Data protection is a major issue for tracking: systems have to comply with the principles set out in data protection legislation. These principles are intended as a 'framework' for, rather than as a 'barrier' to, information sharing. There is substantial confusion regarding data protection (coupled with an associated plea for clearer guidelines from government departments) and a widespread feeling that some agencies use it as a shield behind which to hide. Information sharing protocols have an important part to play in governing the operation of tracking systems and outlining the respective responsibilities of partners. Amongst individuals and organisations there are widely differing attitudes to confidentiality. Many young people seemingly take inter-agency information exchange for granted in a digital age - particularly if it might benefit them. However, there is relatively little substantive information about young people's attitudes to information exchange: this seems worthy of further research. The fact that there appears to be little evidence for young people questioning information sharing does not necessarily mean that they agree with such practices.

IT emerges as one of the less problematic issues in developing mapping and tracking systems. Yet, for much of the voluntary sector, lack of IT poses an important barrier to such development. There would seem to be a case for some 'pump-priming' here, so that voluntary organisations can play a fuller role in initiatives.


The researchers conclude that, in the face of increasing information collection, it is important for all concerned not to lose sight of why tracking is being undertaken. It is not an end in itself but a tool by which support and help may be provided more effectively to individuals, and especially to vulnerable young people.

The problems and challenges of inter-agency working are considerable.
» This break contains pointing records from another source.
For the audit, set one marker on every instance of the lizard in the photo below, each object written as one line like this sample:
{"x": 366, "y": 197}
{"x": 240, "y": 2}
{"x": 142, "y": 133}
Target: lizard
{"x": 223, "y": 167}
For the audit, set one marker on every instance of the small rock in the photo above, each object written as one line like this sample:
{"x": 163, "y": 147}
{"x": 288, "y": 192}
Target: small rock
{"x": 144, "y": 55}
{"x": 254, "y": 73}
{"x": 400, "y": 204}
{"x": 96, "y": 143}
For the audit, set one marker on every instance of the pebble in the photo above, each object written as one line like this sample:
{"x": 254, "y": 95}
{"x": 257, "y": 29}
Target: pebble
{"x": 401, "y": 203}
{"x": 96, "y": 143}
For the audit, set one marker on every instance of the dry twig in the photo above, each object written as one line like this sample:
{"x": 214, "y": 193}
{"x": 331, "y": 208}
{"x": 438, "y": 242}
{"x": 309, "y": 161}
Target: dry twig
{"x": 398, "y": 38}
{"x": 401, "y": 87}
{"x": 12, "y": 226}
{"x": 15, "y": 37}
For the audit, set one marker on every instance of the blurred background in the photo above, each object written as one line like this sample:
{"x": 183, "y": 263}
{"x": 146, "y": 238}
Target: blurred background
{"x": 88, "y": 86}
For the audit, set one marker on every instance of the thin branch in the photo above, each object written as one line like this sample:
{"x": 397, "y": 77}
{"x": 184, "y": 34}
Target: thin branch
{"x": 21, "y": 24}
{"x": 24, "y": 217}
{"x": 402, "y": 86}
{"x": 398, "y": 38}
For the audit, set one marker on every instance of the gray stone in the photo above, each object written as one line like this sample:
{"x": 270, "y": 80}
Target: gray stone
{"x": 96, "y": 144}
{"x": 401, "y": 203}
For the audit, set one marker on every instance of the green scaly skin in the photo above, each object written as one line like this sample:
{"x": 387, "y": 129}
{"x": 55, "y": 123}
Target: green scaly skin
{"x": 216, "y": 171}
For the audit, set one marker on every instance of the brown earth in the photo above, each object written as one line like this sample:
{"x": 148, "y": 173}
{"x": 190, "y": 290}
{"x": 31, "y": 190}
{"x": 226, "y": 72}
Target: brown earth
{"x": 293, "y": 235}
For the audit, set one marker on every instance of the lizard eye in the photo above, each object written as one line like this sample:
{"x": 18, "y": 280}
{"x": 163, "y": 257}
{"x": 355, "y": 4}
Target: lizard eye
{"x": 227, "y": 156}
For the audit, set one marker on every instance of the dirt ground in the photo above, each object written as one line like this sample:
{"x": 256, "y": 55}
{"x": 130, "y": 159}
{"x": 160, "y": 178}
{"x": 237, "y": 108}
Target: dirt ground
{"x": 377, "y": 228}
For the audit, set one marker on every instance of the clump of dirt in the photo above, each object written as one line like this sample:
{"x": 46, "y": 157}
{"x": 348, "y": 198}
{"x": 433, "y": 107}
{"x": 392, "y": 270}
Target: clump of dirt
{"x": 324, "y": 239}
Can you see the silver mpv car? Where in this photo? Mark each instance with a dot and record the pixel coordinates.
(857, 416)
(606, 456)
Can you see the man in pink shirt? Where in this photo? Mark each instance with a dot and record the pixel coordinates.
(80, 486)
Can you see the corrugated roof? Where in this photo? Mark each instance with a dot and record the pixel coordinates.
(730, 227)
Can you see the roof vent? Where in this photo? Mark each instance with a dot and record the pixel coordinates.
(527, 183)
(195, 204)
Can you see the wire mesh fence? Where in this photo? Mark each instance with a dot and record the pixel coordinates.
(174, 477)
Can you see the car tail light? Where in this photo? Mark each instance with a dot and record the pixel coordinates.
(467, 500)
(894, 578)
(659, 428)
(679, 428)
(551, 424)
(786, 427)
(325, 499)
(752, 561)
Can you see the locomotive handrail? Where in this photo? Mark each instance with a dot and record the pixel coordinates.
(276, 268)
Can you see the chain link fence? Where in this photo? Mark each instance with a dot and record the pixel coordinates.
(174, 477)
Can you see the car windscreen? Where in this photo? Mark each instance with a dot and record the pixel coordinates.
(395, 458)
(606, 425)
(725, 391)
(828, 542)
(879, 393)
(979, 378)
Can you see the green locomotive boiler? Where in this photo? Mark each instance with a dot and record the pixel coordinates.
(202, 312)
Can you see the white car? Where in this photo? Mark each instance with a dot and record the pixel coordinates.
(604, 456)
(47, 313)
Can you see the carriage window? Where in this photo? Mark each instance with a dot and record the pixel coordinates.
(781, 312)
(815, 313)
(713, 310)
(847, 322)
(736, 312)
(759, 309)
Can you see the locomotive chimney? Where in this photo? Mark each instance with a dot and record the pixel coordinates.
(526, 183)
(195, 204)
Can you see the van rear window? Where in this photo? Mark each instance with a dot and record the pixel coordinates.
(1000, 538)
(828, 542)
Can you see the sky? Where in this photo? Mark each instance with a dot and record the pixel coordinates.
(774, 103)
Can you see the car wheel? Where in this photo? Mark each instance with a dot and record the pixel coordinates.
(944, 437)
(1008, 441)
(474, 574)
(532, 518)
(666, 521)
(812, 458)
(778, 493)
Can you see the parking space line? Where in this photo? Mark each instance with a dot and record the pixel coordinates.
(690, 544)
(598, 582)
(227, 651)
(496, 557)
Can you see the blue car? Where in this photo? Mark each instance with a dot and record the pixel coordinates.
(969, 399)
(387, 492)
The disparate nature of the many agencies that may be involved in a local partnership calls for an acknowledgement and understanding of the fact that, because of their different remits, these agencies often have different target outcomes and, invariably, contrasting indicators of what may be termed 'success'. There is a need for performance indicators relevant to a range of services or agencies, reflecting their common and agreed goals, and possibly for the introduction of statutory requirements on a wider range of agencies for collecting, storing and sharing information. In this way, success can be measured in terms of the effectiveness of the partnership as a whole.

Pre-requisites for the establishment of successful data sharing include:

  • the establishment of confidentiality agreements between partner organisations regarding data sharing, and the design of protocols and formalised codes of practice;
  • mechanisms to allow easy transfer of data;
  • the need to inform the young person that they are being tracked and reasons for tracking; and
  • unique identifiers for individuals.

There is scope for further spatial analysis, using postcoded tracking data, and for linking such data with other spatially referenced data sets, in order to examine spatial concentrations of disadvantage and the potential for local/area-focused interventions.

About the study

The study involved:

  • Identification of existing or evolving models for mapping and tracking vulnerable young people - from a survey of careers service companies in England, and from contacts with other agencies, to elicit details of tracking activities and information about other relevant initiatives.
  • Interviews with key informants - to identify emerging policy developments, and flag up difficulties and solutions which had been encountered at the planning and/or implementation stage in setting up mapping and tracking systems.
  • Case studies - illustrating the range of practice in mapping and tracking systems involving different lead agencies and partners in summer/autumn 2000.
  • Round-table discussion - to feed back findings, reflections and recommendations on the basis of the evidence gathered to practitioners.